Mr. Sutcliffe adds that fishermen also have the opportunity to supplement their income by working in the off-season as well.
Job prospects: The fishing industry has many barriers to entry, and is only feasible in specific regions, including coastal areas and a small number of freshwater fisheries in some parts of the country.
Furthermore, because of the high cost of species licences and vessels, the barriers to entry are too high for most, Mr. Sutcliffe says.
"There's an issue, which we call the 'inter-generational transfer of assets,' and it's a major issue," he said. "I would say it's almost a certainty that if you're not from a fishing family or a fishing community, and can't get certain types of help and experience, including financial help … it's not an attractive option."
Challenges: Among the most difficult challenges for commercial fishermen is the fluctuation in pay, as well as the limited seasonality of the industry.

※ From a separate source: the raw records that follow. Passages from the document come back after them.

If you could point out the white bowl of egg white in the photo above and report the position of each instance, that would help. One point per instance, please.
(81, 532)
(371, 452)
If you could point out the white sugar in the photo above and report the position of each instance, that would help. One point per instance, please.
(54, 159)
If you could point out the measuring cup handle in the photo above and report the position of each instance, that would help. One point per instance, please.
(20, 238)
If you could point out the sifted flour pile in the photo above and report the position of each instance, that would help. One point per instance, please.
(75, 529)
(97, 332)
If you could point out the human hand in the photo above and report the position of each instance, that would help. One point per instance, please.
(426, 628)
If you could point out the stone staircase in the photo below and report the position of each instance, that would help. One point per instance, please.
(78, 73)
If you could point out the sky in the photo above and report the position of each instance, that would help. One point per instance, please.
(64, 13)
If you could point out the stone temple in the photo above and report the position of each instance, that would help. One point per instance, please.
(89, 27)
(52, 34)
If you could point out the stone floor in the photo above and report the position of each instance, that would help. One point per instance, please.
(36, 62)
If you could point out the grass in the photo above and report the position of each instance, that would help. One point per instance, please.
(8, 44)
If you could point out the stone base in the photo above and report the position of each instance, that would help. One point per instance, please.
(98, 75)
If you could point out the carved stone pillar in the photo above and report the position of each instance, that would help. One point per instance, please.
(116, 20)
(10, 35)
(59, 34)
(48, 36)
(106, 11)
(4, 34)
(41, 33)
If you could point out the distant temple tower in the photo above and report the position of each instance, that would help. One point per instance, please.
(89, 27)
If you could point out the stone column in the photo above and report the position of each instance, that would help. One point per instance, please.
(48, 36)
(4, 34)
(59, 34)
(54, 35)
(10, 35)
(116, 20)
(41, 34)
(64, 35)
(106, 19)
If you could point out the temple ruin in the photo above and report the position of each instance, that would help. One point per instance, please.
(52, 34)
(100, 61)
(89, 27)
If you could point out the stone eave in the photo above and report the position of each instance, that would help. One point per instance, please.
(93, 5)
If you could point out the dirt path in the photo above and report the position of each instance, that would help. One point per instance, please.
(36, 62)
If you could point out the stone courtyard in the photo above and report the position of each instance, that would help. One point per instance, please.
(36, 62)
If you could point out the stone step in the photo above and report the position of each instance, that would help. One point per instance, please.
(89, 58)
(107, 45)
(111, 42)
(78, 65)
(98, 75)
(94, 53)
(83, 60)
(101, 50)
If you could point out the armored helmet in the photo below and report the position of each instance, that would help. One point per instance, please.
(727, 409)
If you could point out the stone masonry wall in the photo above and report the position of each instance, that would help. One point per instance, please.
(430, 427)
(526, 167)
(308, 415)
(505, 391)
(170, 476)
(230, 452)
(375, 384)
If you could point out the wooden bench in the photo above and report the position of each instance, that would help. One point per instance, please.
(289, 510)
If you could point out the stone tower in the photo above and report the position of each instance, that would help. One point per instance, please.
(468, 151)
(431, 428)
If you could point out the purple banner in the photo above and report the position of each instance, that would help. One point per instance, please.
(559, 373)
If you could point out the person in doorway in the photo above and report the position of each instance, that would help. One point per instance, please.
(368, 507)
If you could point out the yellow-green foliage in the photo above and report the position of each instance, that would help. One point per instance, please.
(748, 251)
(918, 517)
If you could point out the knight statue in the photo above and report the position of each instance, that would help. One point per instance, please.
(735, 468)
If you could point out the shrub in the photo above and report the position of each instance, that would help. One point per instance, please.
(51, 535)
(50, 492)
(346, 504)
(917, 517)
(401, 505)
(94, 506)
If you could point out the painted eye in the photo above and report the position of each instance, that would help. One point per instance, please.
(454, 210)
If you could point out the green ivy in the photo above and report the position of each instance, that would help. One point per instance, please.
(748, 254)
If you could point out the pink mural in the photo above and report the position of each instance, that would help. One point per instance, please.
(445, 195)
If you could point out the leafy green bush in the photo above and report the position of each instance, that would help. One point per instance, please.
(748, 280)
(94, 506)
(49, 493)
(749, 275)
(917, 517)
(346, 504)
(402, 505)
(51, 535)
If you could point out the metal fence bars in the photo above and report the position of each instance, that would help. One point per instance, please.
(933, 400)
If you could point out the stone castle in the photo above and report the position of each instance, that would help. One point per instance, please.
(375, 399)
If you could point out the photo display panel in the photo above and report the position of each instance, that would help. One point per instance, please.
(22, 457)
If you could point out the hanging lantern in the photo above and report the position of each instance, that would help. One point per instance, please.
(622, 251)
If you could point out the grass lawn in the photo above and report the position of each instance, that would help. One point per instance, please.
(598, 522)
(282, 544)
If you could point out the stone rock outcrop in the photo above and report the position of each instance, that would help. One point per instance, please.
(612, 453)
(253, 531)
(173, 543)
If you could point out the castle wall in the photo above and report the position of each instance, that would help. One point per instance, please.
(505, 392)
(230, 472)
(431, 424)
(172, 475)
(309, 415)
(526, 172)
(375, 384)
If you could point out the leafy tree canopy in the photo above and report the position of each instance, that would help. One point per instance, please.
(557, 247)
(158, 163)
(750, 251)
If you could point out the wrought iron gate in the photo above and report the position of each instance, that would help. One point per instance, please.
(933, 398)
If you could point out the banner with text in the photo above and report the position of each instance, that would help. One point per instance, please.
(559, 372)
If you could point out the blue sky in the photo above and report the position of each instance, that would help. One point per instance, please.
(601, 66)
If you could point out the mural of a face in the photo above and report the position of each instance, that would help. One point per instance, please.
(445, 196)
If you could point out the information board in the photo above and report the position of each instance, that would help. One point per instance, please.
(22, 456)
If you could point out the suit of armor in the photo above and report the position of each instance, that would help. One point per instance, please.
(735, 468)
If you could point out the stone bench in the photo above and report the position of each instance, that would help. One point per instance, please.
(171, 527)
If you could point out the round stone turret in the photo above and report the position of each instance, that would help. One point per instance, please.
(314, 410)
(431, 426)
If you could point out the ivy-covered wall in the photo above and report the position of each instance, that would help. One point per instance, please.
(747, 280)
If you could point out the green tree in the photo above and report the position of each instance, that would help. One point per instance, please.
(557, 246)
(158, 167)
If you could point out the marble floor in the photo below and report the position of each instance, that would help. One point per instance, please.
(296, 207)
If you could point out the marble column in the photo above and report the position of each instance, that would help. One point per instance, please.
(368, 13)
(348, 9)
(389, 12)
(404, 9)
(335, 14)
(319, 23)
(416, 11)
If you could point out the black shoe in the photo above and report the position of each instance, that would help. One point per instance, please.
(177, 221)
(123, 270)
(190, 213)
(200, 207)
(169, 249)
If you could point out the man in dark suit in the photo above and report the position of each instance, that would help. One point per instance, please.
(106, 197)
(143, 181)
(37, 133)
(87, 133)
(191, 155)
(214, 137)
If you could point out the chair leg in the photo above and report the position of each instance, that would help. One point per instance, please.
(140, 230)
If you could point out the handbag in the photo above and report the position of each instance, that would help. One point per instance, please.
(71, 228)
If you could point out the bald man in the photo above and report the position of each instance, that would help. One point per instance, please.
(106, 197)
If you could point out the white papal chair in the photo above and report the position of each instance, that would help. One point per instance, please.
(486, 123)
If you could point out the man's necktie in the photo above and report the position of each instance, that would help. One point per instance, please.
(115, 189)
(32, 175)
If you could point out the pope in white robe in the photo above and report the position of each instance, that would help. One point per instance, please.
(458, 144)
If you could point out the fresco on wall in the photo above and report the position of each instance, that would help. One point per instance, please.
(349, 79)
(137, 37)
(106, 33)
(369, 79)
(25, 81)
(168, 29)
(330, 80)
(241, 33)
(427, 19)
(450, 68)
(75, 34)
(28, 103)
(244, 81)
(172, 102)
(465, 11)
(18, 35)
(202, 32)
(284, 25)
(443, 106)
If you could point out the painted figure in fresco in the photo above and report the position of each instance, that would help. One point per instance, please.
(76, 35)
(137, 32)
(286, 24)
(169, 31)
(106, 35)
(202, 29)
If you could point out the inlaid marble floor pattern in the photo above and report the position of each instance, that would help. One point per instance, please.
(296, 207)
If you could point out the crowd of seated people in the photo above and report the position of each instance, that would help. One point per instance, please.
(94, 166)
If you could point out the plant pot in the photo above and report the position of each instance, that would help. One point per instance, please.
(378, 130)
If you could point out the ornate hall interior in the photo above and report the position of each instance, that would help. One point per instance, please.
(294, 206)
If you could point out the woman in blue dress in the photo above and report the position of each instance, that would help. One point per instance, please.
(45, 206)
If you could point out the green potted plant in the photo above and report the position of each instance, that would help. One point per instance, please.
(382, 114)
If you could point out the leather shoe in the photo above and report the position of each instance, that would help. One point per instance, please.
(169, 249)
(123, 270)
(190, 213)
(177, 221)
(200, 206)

Furthermore, difficult weather conditions can make for an unpleasant and even dangerous working environment.
Why they do it: For many in the industry, fishing is as much a way of life as it is a career. Fisherman often enjoy working independently while being out on the water for long stretches of time.
"There used to be a bumper sticker on the West Coast, 'The worst day of fishing is better than the best day at the office,'" Mr. Sutcliffe says. "There's a kind of liberty to the work space and conditions that I think is quite attractive to a lot of people."
Misconceptions: Mr. Sutcliffe says many people believe that commercial fishermen "are ready to kill the last fish." But he says that overfishing is in no one's best interest, least of all the fishermen whose careers would come to an end.
"I think Canadians in general feel, whether it's salmon or lobster or herring or whatever species they might be aware of, that the resource is in trouble and in decline," said Mr. Sutcliffe, adding that fish stocks are generally in good shape across the country. "We need fishery science to make the right decisions, and fishermen these days are strongly supportive of that, and ready to participate in data collection and basic science activities that will make a difference. We're in better shape than most Canadians believe."